Bond ETFs can be a great complement to a portfolio of stocks for many reasons. Some of the advantages of investing in bond ETFs include:

  • Lower volatility: Historically, bond ETFs have acted as a ballast for portfolios, helping to reduce fluctuations in most market conditions.
  • Lower drawdowns: Historically, high quality bond ETFs have been able to maintain their value and help reduce losses during bear markets or crashes.
  • Income: Bond ETFs can pay monthly distributions, which are beneficial to investors seeking consistent income. Corporate bond ETFs can pay yields that are competitive with Canadian dividend stocks.

Cons of investing in bond ETFs

That being said, investing in bond ETFs isn’t suitable for all investors. Some disadvantages that may cause certain investors to eschew bond ETFs include:

  • Lower returns: Over long periods of time, bonds tend to return less than stocks. Younger investors with a high-risk tolerance may consider forgoing them altogether.
  • Tax-inefficiency: The distributions from most bond ETFs tends to be taxed unfavourably, thus making them poor holdings outside of a TFSA or RRSP.
  • Interest rate risk: Bond ETFs with longer durations can lose substantial value when interest rates rise quickly, as they did in 2022.

Are bond ETFs right for you?

The question of whether or not bond ETFs are right for you depends on your risk tolerance. If the up and down swings of your stock portfolio have your stomach in a twist, consider adding an allocation to a high-quality bond ETF. This can potentially help lower volatility and reduce losses during a market correction.

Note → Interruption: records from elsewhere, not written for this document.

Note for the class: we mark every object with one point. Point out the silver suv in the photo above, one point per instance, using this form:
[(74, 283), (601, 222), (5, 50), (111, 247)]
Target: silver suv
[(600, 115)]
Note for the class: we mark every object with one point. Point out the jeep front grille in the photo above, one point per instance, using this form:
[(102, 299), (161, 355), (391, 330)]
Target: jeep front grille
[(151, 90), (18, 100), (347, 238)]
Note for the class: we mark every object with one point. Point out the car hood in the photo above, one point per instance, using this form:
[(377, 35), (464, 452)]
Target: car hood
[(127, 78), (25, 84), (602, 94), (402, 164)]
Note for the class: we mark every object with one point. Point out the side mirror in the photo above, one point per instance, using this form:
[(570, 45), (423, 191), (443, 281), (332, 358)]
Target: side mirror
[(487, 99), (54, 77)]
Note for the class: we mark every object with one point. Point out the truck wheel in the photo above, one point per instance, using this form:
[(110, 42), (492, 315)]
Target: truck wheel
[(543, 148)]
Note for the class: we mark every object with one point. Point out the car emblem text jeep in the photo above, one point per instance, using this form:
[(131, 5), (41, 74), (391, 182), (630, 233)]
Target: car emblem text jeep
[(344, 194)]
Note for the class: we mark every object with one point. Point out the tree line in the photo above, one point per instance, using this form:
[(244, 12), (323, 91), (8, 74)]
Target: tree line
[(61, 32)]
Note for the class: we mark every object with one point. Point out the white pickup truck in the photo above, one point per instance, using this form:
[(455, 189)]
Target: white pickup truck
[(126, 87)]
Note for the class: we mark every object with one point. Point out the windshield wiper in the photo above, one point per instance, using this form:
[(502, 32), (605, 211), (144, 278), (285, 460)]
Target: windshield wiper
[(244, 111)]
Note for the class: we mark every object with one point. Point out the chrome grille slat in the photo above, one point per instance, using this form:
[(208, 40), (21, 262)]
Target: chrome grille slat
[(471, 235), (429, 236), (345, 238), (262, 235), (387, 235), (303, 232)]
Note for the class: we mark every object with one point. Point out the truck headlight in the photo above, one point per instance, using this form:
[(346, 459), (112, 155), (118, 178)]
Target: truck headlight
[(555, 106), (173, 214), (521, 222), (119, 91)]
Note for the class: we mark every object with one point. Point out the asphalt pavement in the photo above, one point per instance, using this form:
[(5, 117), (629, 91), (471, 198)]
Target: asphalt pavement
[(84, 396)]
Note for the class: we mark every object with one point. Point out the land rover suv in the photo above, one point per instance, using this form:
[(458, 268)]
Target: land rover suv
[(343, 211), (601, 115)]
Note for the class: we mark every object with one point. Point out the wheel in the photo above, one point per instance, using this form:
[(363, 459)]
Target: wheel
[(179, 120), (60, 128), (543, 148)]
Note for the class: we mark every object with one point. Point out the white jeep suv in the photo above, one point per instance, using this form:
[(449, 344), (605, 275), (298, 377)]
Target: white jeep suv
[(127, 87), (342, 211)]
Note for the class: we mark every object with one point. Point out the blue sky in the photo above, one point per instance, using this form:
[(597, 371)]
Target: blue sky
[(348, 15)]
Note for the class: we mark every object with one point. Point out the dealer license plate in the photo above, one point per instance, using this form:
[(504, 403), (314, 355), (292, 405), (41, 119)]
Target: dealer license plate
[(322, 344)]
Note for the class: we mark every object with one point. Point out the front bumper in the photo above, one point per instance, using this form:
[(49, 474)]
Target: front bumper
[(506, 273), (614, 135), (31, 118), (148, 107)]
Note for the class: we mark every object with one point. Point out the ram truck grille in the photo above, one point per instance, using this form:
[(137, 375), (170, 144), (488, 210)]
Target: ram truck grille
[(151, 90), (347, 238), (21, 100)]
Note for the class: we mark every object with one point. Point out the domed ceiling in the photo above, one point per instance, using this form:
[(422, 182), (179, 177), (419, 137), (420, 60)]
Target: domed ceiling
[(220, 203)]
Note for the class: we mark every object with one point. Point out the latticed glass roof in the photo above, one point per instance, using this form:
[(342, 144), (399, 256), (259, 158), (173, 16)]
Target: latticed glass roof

For retirees, an allocation to shorter-maturity bond ETFs can help provide greater safety of principal while still ensuring some decent income potential. Even younger investors may benefit from a small allocation to bonds to ensure that they have some assets in reserve to rebalance their portfolio.

Article Sources

Sources

 
  1. SIFMA, "Capital Markets Fact Book, 2022."
  2. Corporate Finance Institute, "Bonds vs Stocks."
  3. Investor.gov, "What are bonds?"
  4. ETF.com, "How do bond ETFs work?"

This article contains general educational content only and does not take into account your personal financial situation. Before investing, your individual circumstances should be considered, and you may need to seek independent financial advice.